At the drum set, I will give students exercises for developing coordination and independence. They will also learn to play basic beats for different music styles, e.g. rock, jazz, funk, latin, with a focus on execution, time and feel. I have a wide assortment of drum books spanning all levels from which we can work out of or use examples. I also ask my students what songs they want to learn to play on the drums so that together we can figure out the beats to them. I ultimately want them to be able to transcribe the beats to these songs themselves, as well as create their own beats.
I may also talk a little about the history of drumming and the pioneers of the instrument, and we may also listen to records and watch videos of some of the masters in action.
I also occasionally like to "jam" with my students. as I have a piano and a few guitars in my practice room and a modicum of ability on both instruments.
As far as expectations, I assume my students are taking lessons because they want to learn to play the drums.
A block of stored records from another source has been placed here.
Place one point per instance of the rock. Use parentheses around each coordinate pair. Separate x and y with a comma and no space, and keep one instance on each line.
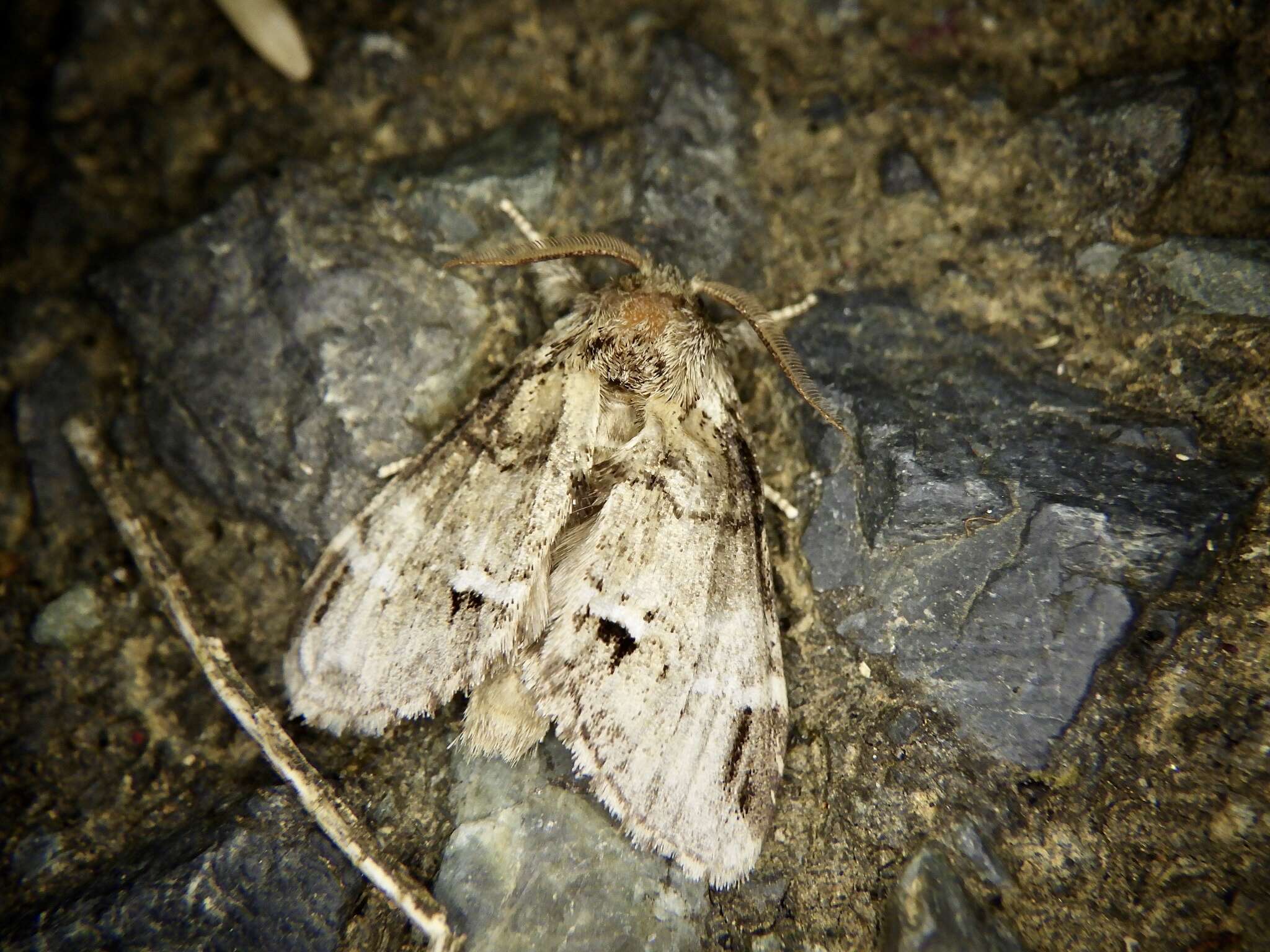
(1217,276)
(930,912)
(1100,259)
(1000,527)
(902,174)
(969,843)
(303,335)
(1118,144)
(536,863)
(904,726)
(827,110)
(266,879)
(63,390)
(69,620)
(694,206)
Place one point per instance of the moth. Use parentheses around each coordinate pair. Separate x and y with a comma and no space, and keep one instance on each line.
(582,547)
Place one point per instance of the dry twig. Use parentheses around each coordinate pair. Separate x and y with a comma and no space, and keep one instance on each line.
(328,810)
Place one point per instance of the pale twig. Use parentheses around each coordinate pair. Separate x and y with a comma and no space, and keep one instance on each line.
(328,810)
(270,29)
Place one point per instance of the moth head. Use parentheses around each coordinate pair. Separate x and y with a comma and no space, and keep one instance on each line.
(597,245)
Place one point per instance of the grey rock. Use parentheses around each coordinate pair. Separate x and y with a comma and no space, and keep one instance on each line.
(536,863)
(303,335)
(63,390)
(969,843)
(1217,276)
(832,17)
(902,174)
(1000,527)
(266,879)
(1100,259)
(930,912)
(40,855)
(69,620)
(1118,144)
(904,725)
(827,110)
(695,206)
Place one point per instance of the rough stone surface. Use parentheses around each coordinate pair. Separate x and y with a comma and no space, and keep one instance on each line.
(1219,276)
(1118,144)
(1000,530)
(902,174)
(303,335)
(266,879)
(69,620)
(126,122)
(693,205)
(930,912)
(536,863)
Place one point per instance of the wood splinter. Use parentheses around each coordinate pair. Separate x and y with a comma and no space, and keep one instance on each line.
(316,795)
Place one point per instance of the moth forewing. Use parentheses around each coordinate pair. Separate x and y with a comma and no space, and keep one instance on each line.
(584,547)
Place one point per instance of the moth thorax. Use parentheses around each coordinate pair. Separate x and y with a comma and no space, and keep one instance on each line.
(647,312)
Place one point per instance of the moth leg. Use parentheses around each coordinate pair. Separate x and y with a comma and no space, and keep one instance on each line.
(557,282)
(518,220)
(783,315)
(788,509)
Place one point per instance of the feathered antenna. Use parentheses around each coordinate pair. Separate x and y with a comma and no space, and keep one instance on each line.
(774,339)
(588,245)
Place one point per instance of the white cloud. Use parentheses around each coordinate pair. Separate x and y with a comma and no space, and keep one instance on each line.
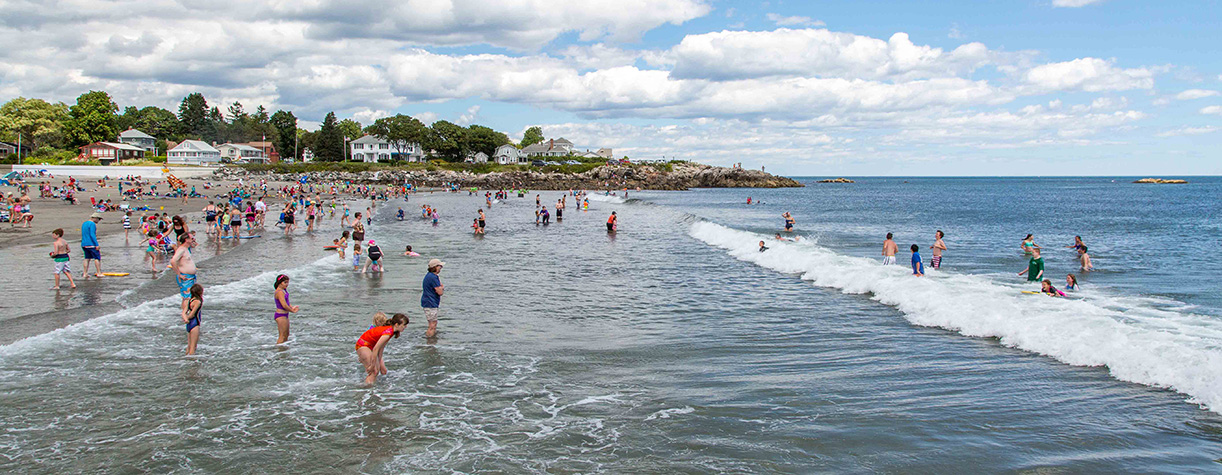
(1074,4)
(818,53)
(1190,94)
(1189,131)
(1088,73)
(793,21)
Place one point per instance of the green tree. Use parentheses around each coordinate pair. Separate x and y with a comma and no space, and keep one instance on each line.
(193,115)
(93,119)
(485,139)
(285,125)
(449,139)
(351,128)
(532,136)
(40,123)
(401,131)
(158,122)
(329,143)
And, as with any learning endeavor, practicing is very important. That said, I won't demand they practice a certain number of hours per week, as they need to decide how much time they have or are willing to put into it, and I expect this will vary from student to student. I realize that everyone has his or her own aptitudes and situations, so we can work together to determine the appropriate pace and amount of material to cover per week. However, if it appears to me that the student has not practiced the lesson, or is not putting in the time necessary to make progress, I will politely point it out and ask how I can help.
I am laid back and very patient. I never want my students to feel pressured or anxious about coming to lessons; I always strive to create a comfortable and relaxed environment in which they can learn and have fun at the same time.
*** Studio Equipment ***
A designated music room with an electronic drum set (Roland V Drums), digital piano, and a couple of guitars and amplifiers
*** Travel Equipment ***
I can bring a practice pad or snare drum and sticks to the first lesson, if he or she is a beginner, although I prefer them to have these already if possible. After that, I expect the student to buy sticks, a pad and if necessary a stand to mount it, a metronome, music manuscript paper, and have a comfortable seat to sit on, if not a drum stool. If they are at the intermediate level and/or have already started on the drum set, then they need to have their own set in their home.
*** Specialties ***
Basic hand technique for beginners, eventually incorporating an extra limb, usually the bass drum first.
Rock and basic funk, jazz, and latin. Also basic musical notation. Ultimately, I would like the student to be able to transcribe the beats from some of their favorite songs, as well as write their own!